Dies hilft nichts. Es scheint so als wäre diese "Funktion"/nervige Klicki-Bunti-Programmier"hilfe" fix im Code, da ist es egal ob mit oder ohne Collator. Wo genau steht denn nun der eigentliche Code zum sortieren? Ich hab mich in Netbeans schon durchgeklickt aber das sind alles nur Interfaces.


----------



## nillehammer (17. Jan 2013)

> Wo genau steht denn nun der eigentliche Code zum sortieren? Ich hab mich in Netbeans schon durchgeklickt aber das sind alles nur Interfaces.


Zunächst einführend (ist vielleicht auch schon ein Selbstgänger): Für eine Sortierreihenfolge braucht man ja erstmal eine Idee, wann etwas größer/kleiner/gleich ist. Das macht die compareTo-Methode. Diese wird von den Algorithmen verwendet, um bei Vergleich zweier Elemente diese Entscheidung zutreffen.

Und zur Frage: Die Sortierung wird in Collections.sort gemacht. Punkt. Du kannst Dich darauf verlassen, dass es funktioniert. Und brauchst da nicht weiter nachzuforschen. Aber wenn Du es wissen willst: Die Klasse Collections bedient sich der Klasse Arrays. Dort sind die Algorithmen (z.B. merge-Sort) implementiert.



> Dies hilft nichts. Es scheint so als wäre diese "Funktion"/nervige Klicki-Bunti-Programmier"hilfe" fix im Code, da ist es egal ob mit oder ohne Collator.


Da verstehe ich nicht mal ansatzweise, was Du damit meinst. Wo steht da was fix in welchem Code? Ich dachte, den schreibst du gerade?


----------



## Microbit (17. Jan 2013)

> Da verstehe ich nicht mal ansatzweise, was Du damit meinst. Wo steht da was fix in welchem Code?

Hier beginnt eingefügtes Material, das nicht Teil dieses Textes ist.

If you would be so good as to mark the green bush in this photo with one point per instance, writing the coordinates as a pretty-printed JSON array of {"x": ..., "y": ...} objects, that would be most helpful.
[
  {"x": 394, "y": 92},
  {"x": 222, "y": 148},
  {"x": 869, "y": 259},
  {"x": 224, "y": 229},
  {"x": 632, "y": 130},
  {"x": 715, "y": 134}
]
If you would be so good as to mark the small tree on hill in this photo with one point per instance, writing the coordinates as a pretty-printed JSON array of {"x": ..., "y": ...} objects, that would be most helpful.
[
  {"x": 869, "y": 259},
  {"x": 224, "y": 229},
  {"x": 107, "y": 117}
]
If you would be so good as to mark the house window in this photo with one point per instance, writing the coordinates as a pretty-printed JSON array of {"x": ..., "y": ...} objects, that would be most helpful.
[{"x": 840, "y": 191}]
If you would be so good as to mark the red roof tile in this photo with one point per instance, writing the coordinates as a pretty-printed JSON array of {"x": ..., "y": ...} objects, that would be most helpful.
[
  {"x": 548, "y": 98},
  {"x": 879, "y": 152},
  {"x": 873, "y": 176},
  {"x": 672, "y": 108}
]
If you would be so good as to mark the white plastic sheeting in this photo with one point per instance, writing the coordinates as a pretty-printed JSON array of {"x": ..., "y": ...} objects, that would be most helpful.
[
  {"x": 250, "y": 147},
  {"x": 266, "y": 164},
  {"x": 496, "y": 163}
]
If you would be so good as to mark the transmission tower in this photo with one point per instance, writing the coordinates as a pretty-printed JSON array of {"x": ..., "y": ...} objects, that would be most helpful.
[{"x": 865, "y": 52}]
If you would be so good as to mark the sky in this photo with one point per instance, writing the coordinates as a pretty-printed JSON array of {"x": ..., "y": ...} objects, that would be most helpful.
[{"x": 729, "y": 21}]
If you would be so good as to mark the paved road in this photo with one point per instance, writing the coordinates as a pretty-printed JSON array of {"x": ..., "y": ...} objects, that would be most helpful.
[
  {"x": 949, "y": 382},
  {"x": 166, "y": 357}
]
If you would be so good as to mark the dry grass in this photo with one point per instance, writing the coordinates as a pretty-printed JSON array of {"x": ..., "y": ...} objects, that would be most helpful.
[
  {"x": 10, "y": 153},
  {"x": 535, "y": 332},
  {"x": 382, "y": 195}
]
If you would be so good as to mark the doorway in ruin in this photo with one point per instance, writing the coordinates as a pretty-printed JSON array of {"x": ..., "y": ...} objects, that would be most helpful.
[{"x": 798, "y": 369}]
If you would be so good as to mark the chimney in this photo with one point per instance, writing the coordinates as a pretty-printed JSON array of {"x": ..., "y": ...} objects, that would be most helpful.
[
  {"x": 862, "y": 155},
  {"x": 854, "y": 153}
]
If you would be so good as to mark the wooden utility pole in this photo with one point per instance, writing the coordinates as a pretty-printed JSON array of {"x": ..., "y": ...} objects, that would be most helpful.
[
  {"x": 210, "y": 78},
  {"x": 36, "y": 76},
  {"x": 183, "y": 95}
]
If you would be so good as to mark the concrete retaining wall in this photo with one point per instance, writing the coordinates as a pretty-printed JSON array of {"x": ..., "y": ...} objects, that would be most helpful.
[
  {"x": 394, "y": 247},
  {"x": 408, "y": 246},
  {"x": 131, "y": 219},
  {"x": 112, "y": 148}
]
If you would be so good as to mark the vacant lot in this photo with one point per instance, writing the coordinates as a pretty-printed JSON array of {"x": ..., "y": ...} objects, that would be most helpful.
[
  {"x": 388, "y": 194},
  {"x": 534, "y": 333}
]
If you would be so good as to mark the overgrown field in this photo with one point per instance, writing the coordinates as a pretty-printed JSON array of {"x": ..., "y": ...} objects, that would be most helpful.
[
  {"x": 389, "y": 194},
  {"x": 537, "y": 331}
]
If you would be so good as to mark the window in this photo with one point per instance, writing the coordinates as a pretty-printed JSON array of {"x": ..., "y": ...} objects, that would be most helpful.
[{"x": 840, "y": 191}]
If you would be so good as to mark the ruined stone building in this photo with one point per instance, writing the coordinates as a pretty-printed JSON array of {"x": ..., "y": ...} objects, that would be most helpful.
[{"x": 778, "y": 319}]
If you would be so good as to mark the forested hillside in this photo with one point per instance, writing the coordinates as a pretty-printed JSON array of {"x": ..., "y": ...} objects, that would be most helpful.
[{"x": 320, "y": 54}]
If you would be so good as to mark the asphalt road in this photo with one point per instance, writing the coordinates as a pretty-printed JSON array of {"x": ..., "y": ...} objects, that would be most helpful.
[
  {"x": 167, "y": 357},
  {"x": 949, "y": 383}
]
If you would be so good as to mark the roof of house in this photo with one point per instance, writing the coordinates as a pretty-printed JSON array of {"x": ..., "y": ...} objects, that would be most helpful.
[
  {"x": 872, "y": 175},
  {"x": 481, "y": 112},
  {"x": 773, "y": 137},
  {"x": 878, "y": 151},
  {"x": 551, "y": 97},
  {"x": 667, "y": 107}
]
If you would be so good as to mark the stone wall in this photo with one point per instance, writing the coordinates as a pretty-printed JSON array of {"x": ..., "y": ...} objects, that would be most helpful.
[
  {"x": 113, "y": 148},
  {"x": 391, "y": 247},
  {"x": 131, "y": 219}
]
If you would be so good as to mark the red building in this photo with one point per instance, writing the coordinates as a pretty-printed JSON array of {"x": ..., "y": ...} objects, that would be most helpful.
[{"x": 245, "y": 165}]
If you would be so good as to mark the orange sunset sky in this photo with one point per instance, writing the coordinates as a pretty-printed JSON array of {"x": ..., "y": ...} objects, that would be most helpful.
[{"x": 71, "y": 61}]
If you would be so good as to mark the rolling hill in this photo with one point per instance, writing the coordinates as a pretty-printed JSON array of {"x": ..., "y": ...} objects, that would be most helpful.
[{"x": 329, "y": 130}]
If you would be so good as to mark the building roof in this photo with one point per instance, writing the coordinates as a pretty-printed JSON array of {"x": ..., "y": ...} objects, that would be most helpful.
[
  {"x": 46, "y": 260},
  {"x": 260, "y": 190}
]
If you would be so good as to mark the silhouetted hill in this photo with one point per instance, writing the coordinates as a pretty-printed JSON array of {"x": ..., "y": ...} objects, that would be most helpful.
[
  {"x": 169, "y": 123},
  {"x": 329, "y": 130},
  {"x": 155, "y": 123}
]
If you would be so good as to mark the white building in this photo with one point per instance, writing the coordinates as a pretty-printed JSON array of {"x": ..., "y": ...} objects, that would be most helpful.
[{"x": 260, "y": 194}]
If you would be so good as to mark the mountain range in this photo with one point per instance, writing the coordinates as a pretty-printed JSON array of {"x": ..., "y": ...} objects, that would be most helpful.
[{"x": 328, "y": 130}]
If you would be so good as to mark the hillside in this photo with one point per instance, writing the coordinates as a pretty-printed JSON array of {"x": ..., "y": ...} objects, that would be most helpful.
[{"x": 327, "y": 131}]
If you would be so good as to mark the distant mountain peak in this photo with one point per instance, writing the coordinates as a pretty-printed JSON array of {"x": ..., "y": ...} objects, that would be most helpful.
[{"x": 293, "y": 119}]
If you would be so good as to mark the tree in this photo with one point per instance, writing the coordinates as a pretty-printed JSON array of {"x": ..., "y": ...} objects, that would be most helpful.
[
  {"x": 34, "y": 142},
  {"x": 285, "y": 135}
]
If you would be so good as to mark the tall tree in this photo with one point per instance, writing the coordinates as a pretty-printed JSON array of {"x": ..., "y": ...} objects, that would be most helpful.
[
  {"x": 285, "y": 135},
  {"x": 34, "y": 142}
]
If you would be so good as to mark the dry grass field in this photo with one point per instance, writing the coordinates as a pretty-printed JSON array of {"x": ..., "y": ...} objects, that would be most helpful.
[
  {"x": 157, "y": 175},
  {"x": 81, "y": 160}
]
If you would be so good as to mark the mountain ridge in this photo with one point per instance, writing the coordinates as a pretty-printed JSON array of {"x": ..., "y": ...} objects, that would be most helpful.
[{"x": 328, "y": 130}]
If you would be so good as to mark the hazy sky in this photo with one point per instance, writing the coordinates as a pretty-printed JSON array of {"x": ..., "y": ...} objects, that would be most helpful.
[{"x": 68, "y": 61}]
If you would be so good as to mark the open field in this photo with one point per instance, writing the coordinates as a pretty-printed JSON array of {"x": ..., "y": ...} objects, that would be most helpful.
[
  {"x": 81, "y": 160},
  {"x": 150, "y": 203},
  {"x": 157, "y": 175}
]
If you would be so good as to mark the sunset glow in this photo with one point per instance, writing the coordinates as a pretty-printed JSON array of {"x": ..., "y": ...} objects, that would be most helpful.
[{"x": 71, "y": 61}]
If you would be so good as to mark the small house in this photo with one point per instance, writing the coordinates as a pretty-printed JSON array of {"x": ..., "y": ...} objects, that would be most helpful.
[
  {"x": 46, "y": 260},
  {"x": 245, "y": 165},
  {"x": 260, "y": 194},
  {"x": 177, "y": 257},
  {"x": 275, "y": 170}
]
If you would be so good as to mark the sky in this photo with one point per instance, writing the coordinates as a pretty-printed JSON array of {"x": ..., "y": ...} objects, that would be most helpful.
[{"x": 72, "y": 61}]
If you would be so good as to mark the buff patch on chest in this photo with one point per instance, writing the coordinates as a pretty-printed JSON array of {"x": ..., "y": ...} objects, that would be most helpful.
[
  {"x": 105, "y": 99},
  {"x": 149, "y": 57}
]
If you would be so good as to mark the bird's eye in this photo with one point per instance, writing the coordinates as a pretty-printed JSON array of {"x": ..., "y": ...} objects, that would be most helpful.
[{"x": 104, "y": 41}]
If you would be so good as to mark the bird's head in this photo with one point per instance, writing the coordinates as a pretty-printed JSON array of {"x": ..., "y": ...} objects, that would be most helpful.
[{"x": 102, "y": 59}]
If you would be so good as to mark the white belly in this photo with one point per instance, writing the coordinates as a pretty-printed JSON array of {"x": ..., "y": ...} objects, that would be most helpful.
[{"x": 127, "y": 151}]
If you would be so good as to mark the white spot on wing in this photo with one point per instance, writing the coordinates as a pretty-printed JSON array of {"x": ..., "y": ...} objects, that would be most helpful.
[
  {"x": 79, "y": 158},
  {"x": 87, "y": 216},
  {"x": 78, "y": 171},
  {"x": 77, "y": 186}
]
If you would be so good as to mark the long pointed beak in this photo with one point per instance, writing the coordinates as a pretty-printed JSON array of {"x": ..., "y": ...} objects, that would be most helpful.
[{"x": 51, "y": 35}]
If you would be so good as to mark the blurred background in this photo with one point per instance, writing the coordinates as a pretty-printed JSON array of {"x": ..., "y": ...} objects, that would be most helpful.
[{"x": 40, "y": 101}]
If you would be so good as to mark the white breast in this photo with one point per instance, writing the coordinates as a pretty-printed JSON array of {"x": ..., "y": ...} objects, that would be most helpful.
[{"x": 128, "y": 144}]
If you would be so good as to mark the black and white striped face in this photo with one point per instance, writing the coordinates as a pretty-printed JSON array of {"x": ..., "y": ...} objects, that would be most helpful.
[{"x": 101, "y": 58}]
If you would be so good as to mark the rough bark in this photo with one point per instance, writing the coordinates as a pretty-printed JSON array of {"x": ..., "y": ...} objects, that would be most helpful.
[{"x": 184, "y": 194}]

Ich dachte, den schreibst du gerade?


Vergiss es, kleiner Denkfehler von mir.

Was ich aber nicht verstehe ist, warum String in seiner compareTo Methode nichts über mögliche Auslassung von Zeichen stehen hat, aber es trotzdem nicht funktioniert, auch nicht mit deiner vorgeschlagenen Methode.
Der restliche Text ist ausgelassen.